Summary: arXiv:2603.03823v4 Announce Type: replace-cross

Abstract: Large language model (LLM)-powered agents have demonstrated strong capabilities in automating software engineering tasks such as static bug fixing. However, in the real world, the development of mature software is typically predicated on complex requirement changes and long-term feature iterations — a process that static, one-shot repair paradigms fail to capture. To bridge this gap, we propose SWE-CI, the first repository-level benchmark built upon the Continuous Integration loop, aiming to shift the evaluation paradigm for code generation from static, short-term functional correctness toward dynamic, long-term maintainability. The key insight is simple: Maintainability can be revealed by tracking how functional correctness changes over time. The benchmark comprises 100 tasks, each deriving from a real-world code repository with a development history spanning an average of 233 days and 71 consecutive commits. SWE-CI requires agents to systematically resolve these tasks through dozens of rounds of analysis and coding iterations. SWE-CI provides valuable insights into how well agents can sustain code quality throughout long-term evolution.

Introduction to SWE-CI

The advent of large language models has transformed the landscape of software engineering by enabling more efficient automation of various tasks. Despite these advancements, the traditional methods of evaluating code generation capabilities frequently rely on static assessments. This approach often overlooks the dynamic nature of software development, where requirements evolve and codebases undergo continuous changes.

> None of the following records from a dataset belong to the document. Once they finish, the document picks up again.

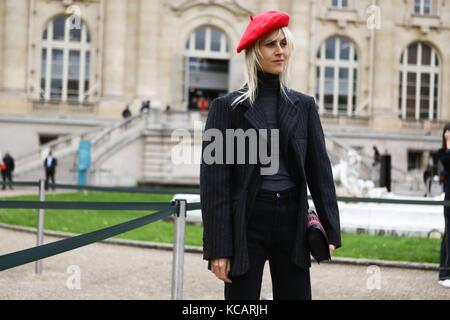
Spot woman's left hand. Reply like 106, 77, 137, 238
329, 244, 336, 257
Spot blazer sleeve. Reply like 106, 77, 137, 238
305, 98, 341, 248
200, 99, 233, 260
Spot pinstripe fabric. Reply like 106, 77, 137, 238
200, 90, 341, 276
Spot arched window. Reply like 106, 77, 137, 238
399, 42, 439, 120
414, 0, 436, 15
41, 16, 91, 103
184, 26, 230, 111
316, 36, 358, 116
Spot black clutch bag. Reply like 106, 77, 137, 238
306, 209, 331, 263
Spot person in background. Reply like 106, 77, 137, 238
438, 123, 450, 289
44, 151, 58, 191
2, 152, 15, 190
423, 165, 433, 197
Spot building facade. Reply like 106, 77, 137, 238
0, 0, 450, 189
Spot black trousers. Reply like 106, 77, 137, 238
224, 188, 311, 300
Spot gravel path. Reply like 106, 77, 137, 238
0, 228, 450, 300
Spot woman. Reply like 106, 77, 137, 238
438, 123, 450, 288
200, 11, 341, 300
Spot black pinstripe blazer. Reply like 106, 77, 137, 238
200, 86, 341, 276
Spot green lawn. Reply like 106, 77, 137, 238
0, 192, 440, 263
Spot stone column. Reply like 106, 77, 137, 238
289, 1, 314, 94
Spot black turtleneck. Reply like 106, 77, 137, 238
254, 71, 295, 191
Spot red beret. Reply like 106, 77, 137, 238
237, 10, 290, 53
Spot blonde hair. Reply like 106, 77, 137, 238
231, 27, 295, 107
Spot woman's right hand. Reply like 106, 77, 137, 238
211, 258, 231, 283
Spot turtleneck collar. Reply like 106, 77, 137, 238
257, 70, 280, 94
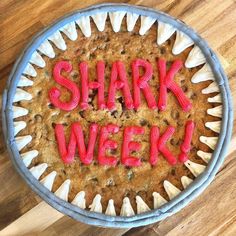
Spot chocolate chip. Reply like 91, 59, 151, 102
170, 109, 179, 120
106, 178, 115, 186
190, 93, 197, 99
160, 48, 166, 54
72, 72, 78, 79
111, 110, 118, 118
163, 119, 170, 125
104, 37, 110, 43
177, 120, 184, 127
79, 111, 84, 118
127, 170, 134, 180
110, 149, 117, 155
170, 169, 176, 175
181, 85, 188, 92
48, 103, 55, 109
118, 97, 126, 110
90, 177, 98, 184
37, 90, 42, 96
170, 138, 176, 146
34, 114, 43, 122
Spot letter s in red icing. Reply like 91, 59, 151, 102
49, 61, 80, 111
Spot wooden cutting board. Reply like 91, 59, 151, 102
0, 0, 236, 236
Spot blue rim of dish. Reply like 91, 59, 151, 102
2, 3, 233, 228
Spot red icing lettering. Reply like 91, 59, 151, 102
79, 61, 106, 109
49, 61, 80, 111
179, 120, 195, 162
121, 126, 144, 166
157, 59, 192, 112
107, 61, 134, 110
149, 126, 160, 165
150, 126, 177, 165
98, 124, 119, 166
55, 122, 98, 165
132, 59, 157, 109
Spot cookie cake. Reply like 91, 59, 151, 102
3, 4, 231, 227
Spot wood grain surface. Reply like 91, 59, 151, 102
0, 0, 236, 236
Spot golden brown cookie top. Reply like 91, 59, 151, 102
14, 12, 222, 216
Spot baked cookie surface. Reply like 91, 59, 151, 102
7, 6, 225, 216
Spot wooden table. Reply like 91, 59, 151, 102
0, 0, 236, 236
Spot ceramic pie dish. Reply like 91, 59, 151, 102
2, 4, 233, 227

The Need for Dynamic Testing

Static bug fixing tools, while useful, do not account for the complexities inherent in real-world software development. As software projects grow, the demand for maintaining code quality and ensuring long-term functionality becomes paramount. SWE-CI addresses this need by creating a benchmark that evaluates the performance of LLM-powered agents over extended periods.

Key Features of SWE-CI

  • Repository-Level Benchmark: SWE-CI utilizes a repository-level approach that reflects real-world scenarios and maintains authenticity in testing environments.
  • Long-Term Evaluation: Each task is designed to track the evolution of functional correctness over a significant timeframe, providing insights into maintainability.
  • Comprehensive Task Design: The benchmark consists of 100 tasks, each derived from actual codebases with an average development history of 233 days.
  • Iterative Analysis: Agents are required to engage in multiple rounds of analysis and coding iterations, enhancing their ability to adapt to changing requirements.

Conclusion

SWE-CI represents a significant shift in how we evaluate the capabilities of AI agents in software development. By focusing on long-term maintainability and the evolution of functional correctness, this benchmark not only sets a new standard for evaluation but also provides deeper insights into the performance of LLMs as they navigate the complexities of real-world software engineering tasks. As the field progresses, metrics like those proposed by SWE-CI will be crucial in guiding future developments in AI-assisted software engineering.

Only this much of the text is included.